クボタは25日、自動運転ができる農機を公開した。全地球測位システム(GPS)と農場の情報などを含んだクラウドシステムを連携させ、農作業を軽減させる。有人監視下で自律走行可能なトラクターを6月に試験販売する方針も表明した。2020年をメドに完全自動運転を実現するための第一歩となる。
「移動の指令をお願いします」。司会者に促されたオペレーターが手元のリモコンのボタンを押すと、無人のトラクターが動き始めた。自動計算した経路を進みながら、耕運作業を進める。180度のターンもスムーズ。エンジン回転を自動的に下げながら小さく方向を変えて戻ってきた。
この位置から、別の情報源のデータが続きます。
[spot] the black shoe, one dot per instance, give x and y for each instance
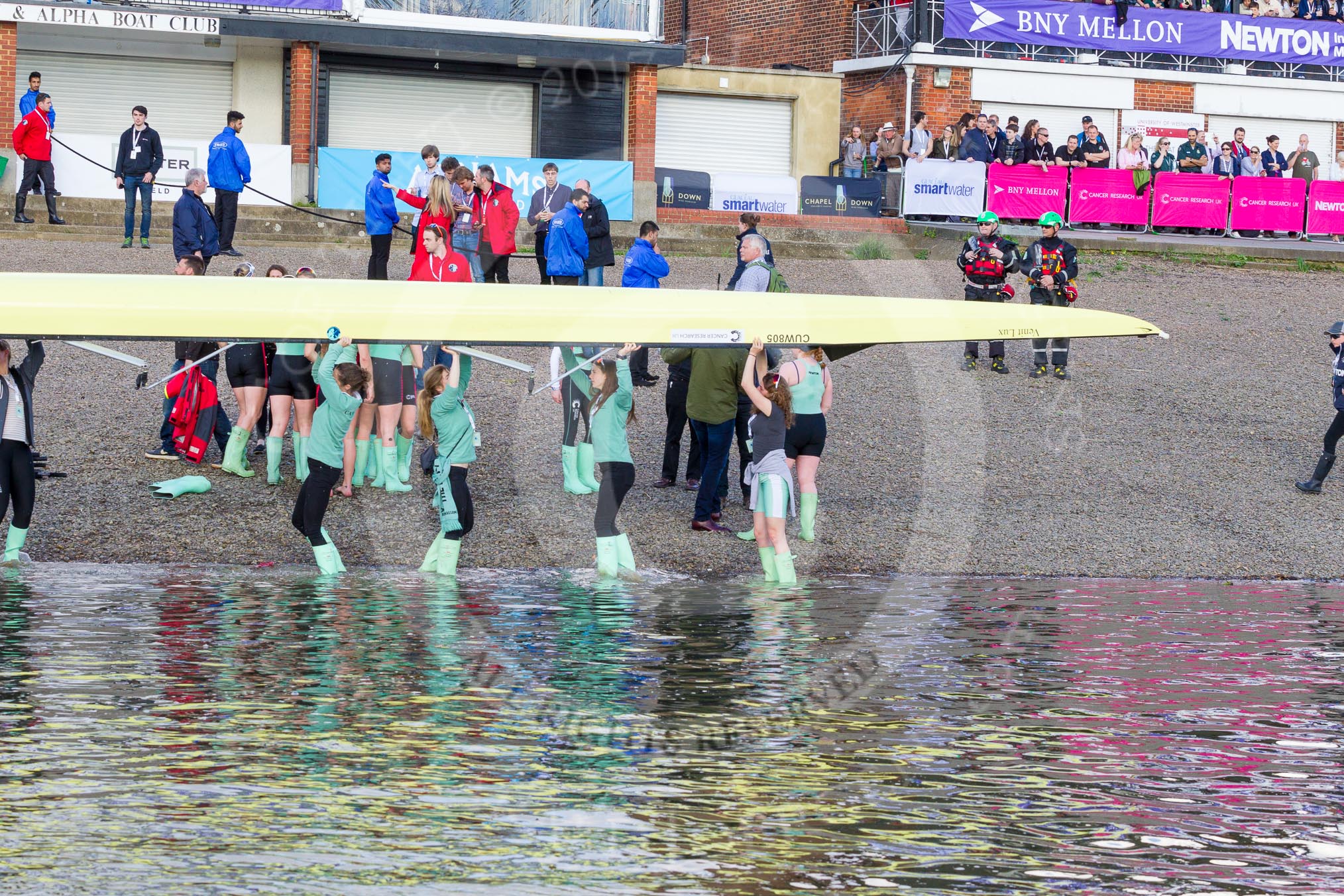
(1323, 469)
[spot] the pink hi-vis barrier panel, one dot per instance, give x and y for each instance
(1325, 207)
(1026, 191)
(1105, 196)
(1268, 203)
(1191, 201)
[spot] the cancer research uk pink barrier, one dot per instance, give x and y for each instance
(1269, 203)
(1026, 191)
(1191, 201)
(1325, 207)
(1105, 196)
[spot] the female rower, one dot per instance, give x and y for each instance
(613, 412)
(809, 386)
(447, 420)
(18, 477)
(768, 475)
(292, 387)
(342, 383)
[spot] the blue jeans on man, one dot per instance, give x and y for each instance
(147, 191)
(715, 439)
(222, 426)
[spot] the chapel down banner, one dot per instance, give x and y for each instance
(1183, 34)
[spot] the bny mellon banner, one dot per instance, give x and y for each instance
(1184, 34)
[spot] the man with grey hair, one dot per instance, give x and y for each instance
(194, 230)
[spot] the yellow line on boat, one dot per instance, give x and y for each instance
(115, 307)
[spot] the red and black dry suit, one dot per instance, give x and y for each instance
(1051, 256)
(987, 278)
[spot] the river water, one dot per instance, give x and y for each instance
(227, 731)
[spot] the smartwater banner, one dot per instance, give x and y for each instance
(343, 174)
(1325, 209)
(1191, 201)
(1026, 191)
(1105, 196)
(1187, 34)
(1269, 203)
(762, 194)
(938, 187)
(844, 196)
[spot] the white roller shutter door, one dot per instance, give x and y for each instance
(1320, 135)
(1060, 120)
(187, 100)
(725, 135)
(379, 111)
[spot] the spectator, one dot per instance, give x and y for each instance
(229, 168)
(1273, 159)
(566, 242)
(597, 226)
(547, 203)
(140, 155)
(380, 217)
(851, 154)
(917, 142)
(1095, 152)
(194, 230)
(748, 227)
(32, 144)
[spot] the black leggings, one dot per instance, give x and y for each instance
(575, 410)
(18, 480)
(463, 500)
(617, 478)
(312, 502)
(1332, 435)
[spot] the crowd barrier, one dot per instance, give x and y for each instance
(1111, 196)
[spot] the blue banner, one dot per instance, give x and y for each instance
(343, 174)
(1184, 34)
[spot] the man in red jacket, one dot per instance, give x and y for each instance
(499, 226)
(32, 144)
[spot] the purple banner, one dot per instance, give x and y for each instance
(1186, 34)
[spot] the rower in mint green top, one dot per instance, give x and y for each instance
(332, 420)
(608, 425)
(453, 422)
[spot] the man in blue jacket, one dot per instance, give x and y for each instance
(229, 168)
(566, 242)
(379, 217)
(193, 229)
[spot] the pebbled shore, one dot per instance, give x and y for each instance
(1159, 459)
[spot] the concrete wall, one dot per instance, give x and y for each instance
(816, 104)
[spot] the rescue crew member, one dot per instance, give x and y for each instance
(1052, 273)
(985, 262)
(1336, 429)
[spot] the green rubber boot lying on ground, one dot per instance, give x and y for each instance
(274, 448)
(182, 485)
(234, 453)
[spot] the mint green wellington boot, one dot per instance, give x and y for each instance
(274, 446)
(390, 475)
(585, 467)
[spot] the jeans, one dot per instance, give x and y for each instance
(222, 426)
(468, 243)
(714, 439)
(147, 191)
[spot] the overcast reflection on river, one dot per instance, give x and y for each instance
(534, 732)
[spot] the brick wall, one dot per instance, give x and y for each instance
(303, 57)
(642, 104)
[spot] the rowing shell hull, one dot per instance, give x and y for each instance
(222, 308)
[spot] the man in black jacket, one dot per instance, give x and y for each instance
(139, 159)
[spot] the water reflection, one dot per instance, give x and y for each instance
(537, 732)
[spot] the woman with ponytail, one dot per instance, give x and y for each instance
(809, 382)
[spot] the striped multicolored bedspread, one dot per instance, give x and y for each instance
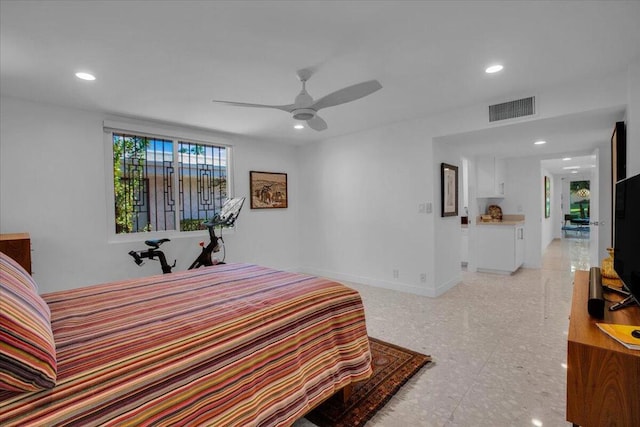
(233, 344)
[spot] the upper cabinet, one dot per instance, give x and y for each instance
(491, 173)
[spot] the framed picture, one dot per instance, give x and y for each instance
(268, 190)
(547, 197)
(449, 189)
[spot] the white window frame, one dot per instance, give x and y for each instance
(168, 133)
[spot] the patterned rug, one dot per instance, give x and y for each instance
(392, 368)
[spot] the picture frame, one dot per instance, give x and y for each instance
(268, 190)
(449, 190)
(547, 197)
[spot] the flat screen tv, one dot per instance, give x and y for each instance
(626, 243)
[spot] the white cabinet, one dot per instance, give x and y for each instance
(490, 173)
(464, 246)
(500, 248)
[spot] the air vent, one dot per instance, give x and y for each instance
(512, 109)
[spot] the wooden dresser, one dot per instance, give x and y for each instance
(18, 247)
(603, 377)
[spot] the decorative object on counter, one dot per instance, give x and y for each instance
(547, 197)
(449, 189)
(609, 275)
(495, 211)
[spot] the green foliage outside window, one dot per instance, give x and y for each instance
(125, 182)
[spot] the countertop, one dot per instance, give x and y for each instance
(506, 220)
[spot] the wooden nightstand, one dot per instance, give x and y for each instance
(18, 247)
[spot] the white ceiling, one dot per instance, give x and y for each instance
(166, 60)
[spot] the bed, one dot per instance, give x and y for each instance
(228, 345)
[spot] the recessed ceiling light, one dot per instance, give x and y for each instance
(494, 69)
(85, 76)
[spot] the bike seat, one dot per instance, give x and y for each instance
(155, 243)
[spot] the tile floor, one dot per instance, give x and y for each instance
(498, 345)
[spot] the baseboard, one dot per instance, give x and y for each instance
(394, 286)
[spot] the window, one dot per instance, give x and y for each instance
(160, 182)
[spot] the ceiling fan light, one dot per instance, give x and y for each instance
(303, 114)
(85, 76)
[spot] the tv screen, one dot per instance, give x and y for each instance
(626, 244)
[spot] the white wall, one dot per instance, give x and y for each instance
(633, 118)
(53, 185)
(547, 225)
(359, 204)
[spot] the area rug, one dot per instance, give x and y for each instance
(392, 368)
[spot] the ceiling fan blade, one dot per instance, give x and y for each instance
(347, 94)
(317, 123)
(288, 108)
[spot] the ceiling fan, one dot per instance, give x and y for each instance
(305, 108)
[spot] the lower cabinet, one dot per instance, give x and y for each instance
(500, 248)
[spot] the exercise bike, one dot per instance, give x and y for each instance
(225, 218)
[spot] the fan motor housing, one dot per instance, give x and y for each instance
(304, 113)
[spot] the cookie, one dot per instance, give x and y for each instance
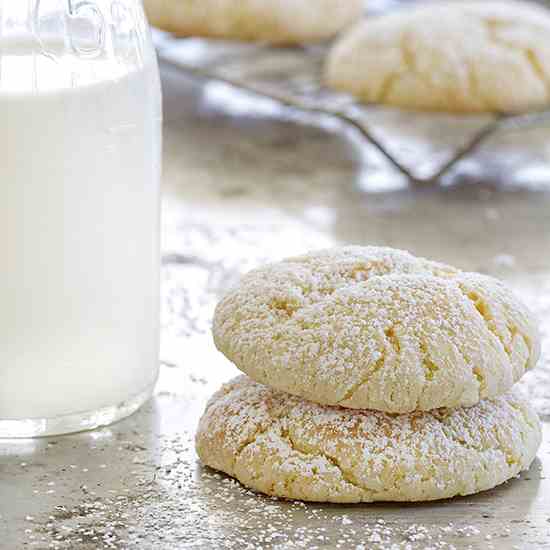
(288, 447)
(464, 57)
(376, 328)
(276, 22)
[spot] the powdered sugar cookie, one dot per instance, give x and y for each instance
(274, 21)
(376, 328)
(288, 447)
(462, 56)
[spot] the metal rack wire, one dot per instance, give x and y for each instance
(292, 77)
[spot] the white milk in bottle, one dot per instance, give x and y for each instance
(79, 230)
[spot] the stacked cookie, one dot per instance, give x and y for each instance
(372, 375)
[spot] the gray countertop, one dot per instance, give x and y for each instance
(245, 182)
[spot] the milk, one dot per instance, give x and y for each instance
(79, 229)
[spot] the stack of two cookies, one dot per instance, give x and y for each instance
(372, 375)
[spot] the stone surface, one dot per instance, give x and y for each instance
(245, 182)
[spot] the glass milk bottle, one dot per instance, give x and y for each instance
(80, 123)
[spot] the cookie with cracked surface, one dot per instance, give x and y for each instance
(276, 22)
(288, 447)
(460, 57)
(376, 328)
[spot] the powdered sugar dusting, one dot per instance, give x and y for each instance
(377, 328)
(282, 445)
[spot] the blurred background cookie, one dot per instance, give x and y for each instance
(459, 57)
(273, 21)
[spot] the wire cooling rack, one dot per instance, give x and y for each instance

無人トラクターには4つのカメラが搭載されている。ヒトに見立てた障害物を見つけると「青色」のライトが点灯。さらに進むと「赤色」が点灯し、自動停止した。オペレーターが障害物を取り除くと、すぐに作業が再開。田植え作業や刈り取りも人の手を借りずに作業を終えた。
農林水産省などは農機の自動化レベルを4つに分けている。クボタが実演した農機の難易度は、有人監視下で自律走行が可能な「レベル2」。飯田聡取締役は「技術を活用して、もうかる農業をつくりたい」と語った。
日本の農業就業人口は減少し、担い手の高齢化が進んでいる。一方で農地の大規模化と企業の農業参入で効率化を求めるニーズは強まっている。クボタだけでなく、ヤンマーや井関農機も無人走行可能なトラクターの開発を急いでいる。
「明日は雨が降りそうなので、今日中に刈り取り作業をやってしまうか」。目の前にはコメ作りに必要な農作業の手順が書かれたモニター画面。圃場には誰もいない。クボタが描く農業の未来は、ヒトが自宅の居間にいたままで無人農機がすべての作業を担うことだ。グループをあげての挑戦が始まっている。